Magnanime, il s’est d’ailleurs proposé d’édifier une canalisation pour raccorder l’Ile au réseau d’eau potable du continent. Forte de trois mille habitants, Ithaque fait partie de la constellation Iles Ioniennes : Zakynthos, Paxi, Leucade, Ithaque, Corfou, Céphalonie. D’après l’Odyssée d’Homère, Ulysse était roi d’Ithaque. En -31, a lieu la bataille navale d’Actium près de l’île de Leucade.

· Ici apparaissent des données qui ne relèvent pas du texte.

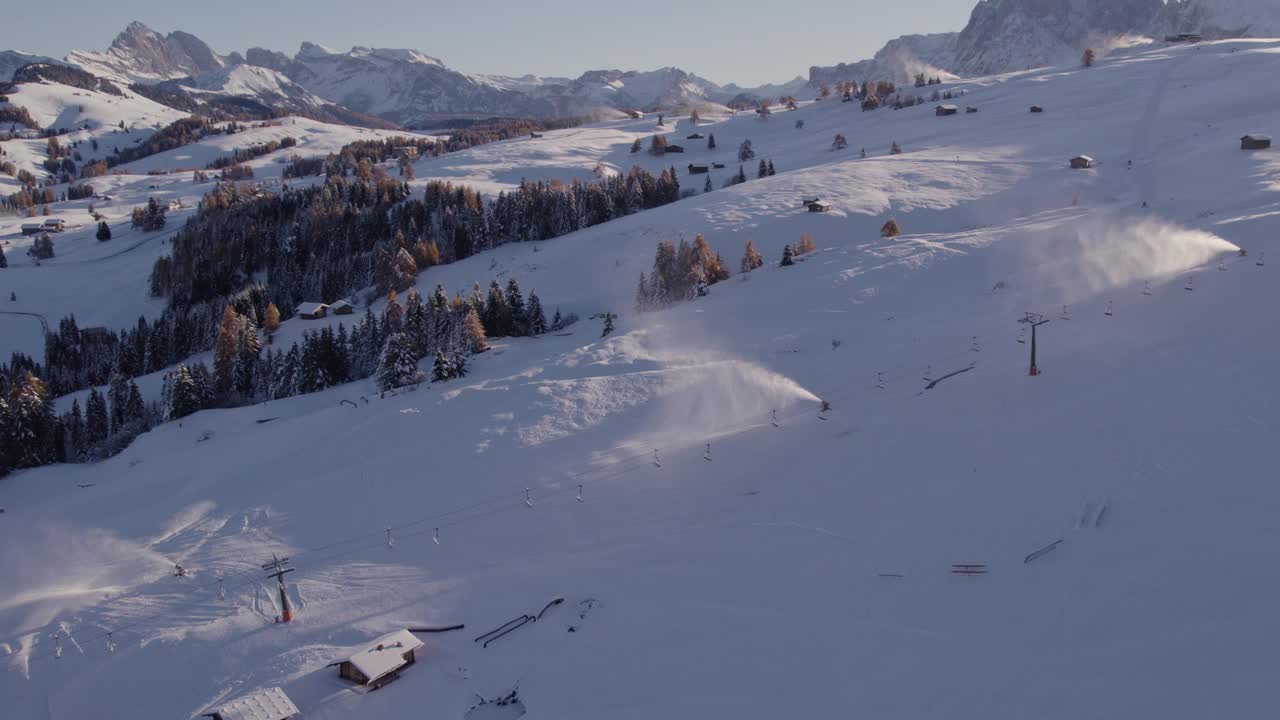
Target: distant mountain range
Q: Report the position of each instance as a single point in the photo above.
(412, 89)
(1016, 35)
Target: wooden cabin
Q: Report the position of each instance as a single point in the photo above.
(270, 703)
(382, 661)
(311, 310)
(1247, 142)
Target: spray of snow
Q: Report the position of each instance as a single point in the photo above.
(1106, 253)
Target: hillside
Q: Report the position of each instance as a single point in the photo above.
(736, 554)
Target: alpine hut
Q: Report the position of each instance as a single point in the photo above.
(382, 661)
(311, 310)
(270, 703)
(1255, 141)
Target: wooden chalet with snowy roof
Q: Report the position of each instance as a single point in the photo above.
(1252, 141)
(382, 661)
(311, 310)
(270, 703)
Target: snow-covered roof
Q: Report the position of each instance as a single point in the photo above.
(270, 703)
(384, 655)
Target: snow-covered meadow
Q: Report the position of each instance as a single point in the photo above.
(800, 564)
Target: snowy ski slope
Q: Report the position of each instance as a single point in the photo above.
(804, 570)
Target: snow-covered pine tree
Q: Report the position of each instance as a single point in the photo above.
(398, 364)
(416, 324)
(476, 340)
(442, 369)
(536, 317)
(750, 258)
(96, 420)
(393, 315)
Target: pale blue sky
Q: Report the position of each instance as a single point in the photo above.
(722, 40)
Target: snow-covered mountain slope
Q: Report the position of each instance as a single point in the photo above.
(1220, 18)
(1005, 36)
(401, 85)
(803, 570)
(13, 59)
(141, 54)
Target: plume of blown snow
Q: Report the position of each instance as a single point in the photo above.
(1095, 255)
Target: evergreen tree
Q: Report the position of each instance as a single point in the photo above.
(442, 369)
(272, 319)
(536, 317)
(475, 332)
(393, 315)
(135, 410)
(398, 365)
(750, 258)
(497, 313)
(519, 313)
(30, 424)
(416, 323)
(184, 396)
(225, 352)
(117, 395)
(96, 423)
(74, 424)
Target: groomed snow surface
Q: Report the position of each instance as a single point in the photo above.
(805, 569)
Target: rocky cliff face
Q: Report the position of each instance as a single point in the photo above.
(141, 54)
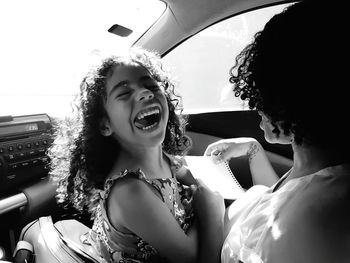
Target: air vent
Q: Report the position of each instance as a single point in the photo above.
(120, 30)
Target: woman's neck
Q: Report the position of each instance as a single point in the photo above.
(150, 160)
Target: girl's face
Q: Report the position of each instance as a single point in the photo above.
(271, 137)
(136, 106)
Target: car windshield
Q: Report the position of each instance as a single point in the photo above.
(47, 45)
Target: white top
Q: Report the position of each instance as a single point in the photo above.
(305, 220)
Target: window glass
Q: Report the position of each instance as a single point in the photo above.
(47, 46)
(201, 64)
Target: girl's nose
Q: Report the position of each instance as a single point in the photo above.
(144, 94)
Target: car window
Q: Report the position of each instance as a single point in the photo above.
(202, 63)
(46, 47)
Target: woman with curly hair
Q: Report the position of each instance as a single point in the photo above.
(292, 75)
(120, 160)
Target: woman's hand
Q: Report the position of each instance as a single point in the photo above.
(231, 148)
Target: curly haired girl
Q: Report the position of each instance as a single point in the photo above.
(119, 158)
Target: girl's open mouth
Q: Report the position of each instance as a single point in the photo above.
(148, 118)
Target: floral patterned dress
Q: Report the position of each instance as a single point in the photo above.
(116, 246)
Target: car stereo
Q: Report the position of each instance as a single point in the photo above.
(23, 144)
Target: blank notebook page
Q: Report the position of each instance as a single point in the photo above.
(217, 176)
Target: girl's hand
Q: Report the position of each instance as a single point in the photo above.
(226, 149)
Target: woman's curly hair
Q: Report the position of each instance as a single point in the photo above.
(81, 157)
(292, 73)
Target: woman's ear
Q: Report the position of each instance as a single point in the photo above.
(105, 128)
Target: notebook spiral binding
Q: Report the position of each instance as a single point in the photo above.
(234, 178)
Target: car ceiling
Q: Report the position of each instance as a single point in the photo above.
(184, 18)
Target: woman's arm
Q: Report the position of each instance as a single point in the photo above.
(261, 169)
(210, 209)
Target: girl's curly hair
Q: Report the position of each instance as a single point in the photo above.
(287, 74)
(81, 157)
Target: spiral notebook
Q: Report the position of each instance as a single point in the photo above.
(217, 176)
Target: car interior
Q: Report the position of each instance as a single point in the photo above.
(26, 192)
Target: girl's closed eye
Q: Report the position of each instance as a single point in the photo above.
(123, 94)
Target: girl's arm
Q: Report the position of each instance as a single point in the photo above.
(136, 207)
(261, 169)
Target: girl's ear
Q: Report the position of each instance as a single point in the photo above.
(105, 128)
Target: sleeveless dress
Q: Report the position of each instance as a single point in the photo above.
(116, 246)
(275, 226)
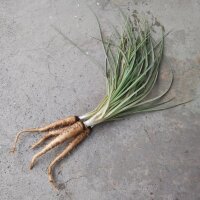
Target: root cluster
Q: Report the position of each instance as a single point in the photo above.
(62, 130)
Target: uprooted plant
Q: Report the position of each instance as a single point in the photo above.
(132, 68)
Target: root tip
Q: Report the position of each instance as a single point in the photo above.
(31, 165)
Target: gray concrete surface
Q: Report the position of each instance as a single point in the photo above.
(153, 156)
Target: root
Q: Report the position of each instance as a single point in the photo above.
(13, 149)
(66, 151)
(60, 123)
(72, 131)
(48, 135)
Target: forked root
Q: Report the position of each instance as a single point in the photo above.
(66, 151)
(48, 135)
(60, 123)
(72, 131)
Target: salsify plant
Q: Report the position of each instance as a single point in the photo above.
(132, 68)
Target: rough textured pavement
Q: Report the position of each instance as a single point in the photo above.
(153, 156)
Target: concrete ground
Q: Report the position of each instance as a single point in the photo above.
(153, 156)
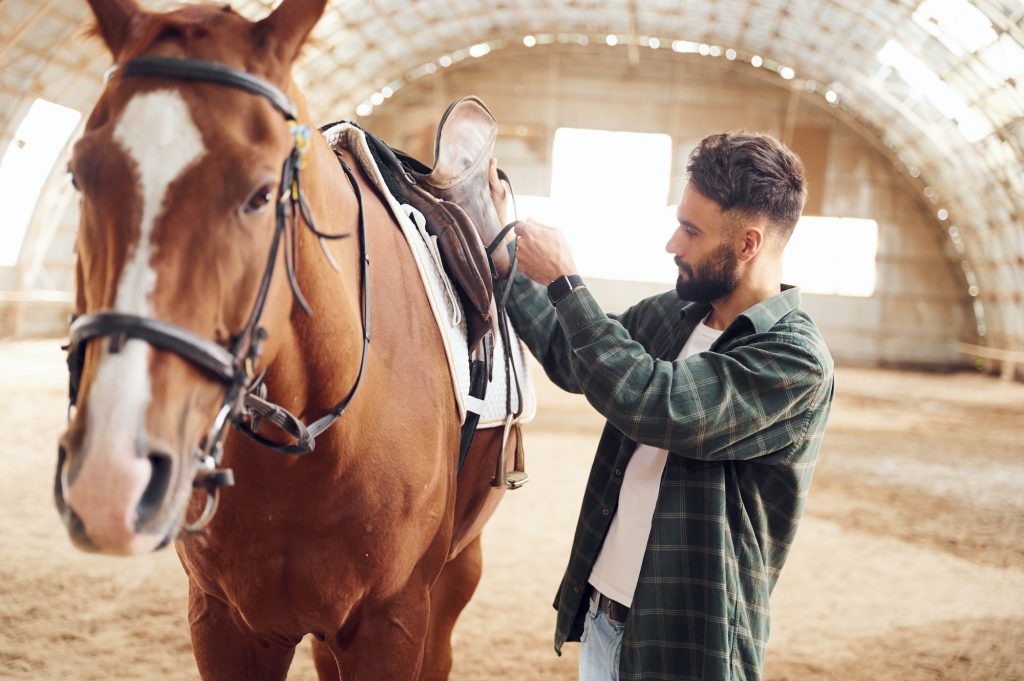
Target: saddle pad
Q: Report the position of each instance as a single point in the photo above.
(443, 302)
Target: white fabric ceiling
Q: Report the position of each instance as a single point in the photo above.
(939, 82)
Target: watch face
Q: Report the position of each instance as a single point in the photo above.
(562, 287)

Pourquoi un tel choix ? L’ancien « Air and Field Marshall » de la campagne de Libye et de Syrie, en tandem avec deux pro-arabes patentés, Nicolas Sarkozy et le botuliste Bernard Henry Lévy, souhaite-il en faire un camp de repos pour les innombrables djihadistes qu’il a lancés aux quatre coins du Monde pour la satisfaction de sa vanité personnelle ? Se doter d’un poste d’observation pour la bataille navale que son impétuosité belliciste aurait immanquablement provoquée entre Les États-Unis et la Russie en Méditerranée ?

Désir de se faire oublier suite à son dégagement sans ménagement après sa piètre prestation de Syrie ? Ou besoin de se ressourcer aux sources de la philosophie et de la sagesse et de méditer sur la vanité de la Gloire ?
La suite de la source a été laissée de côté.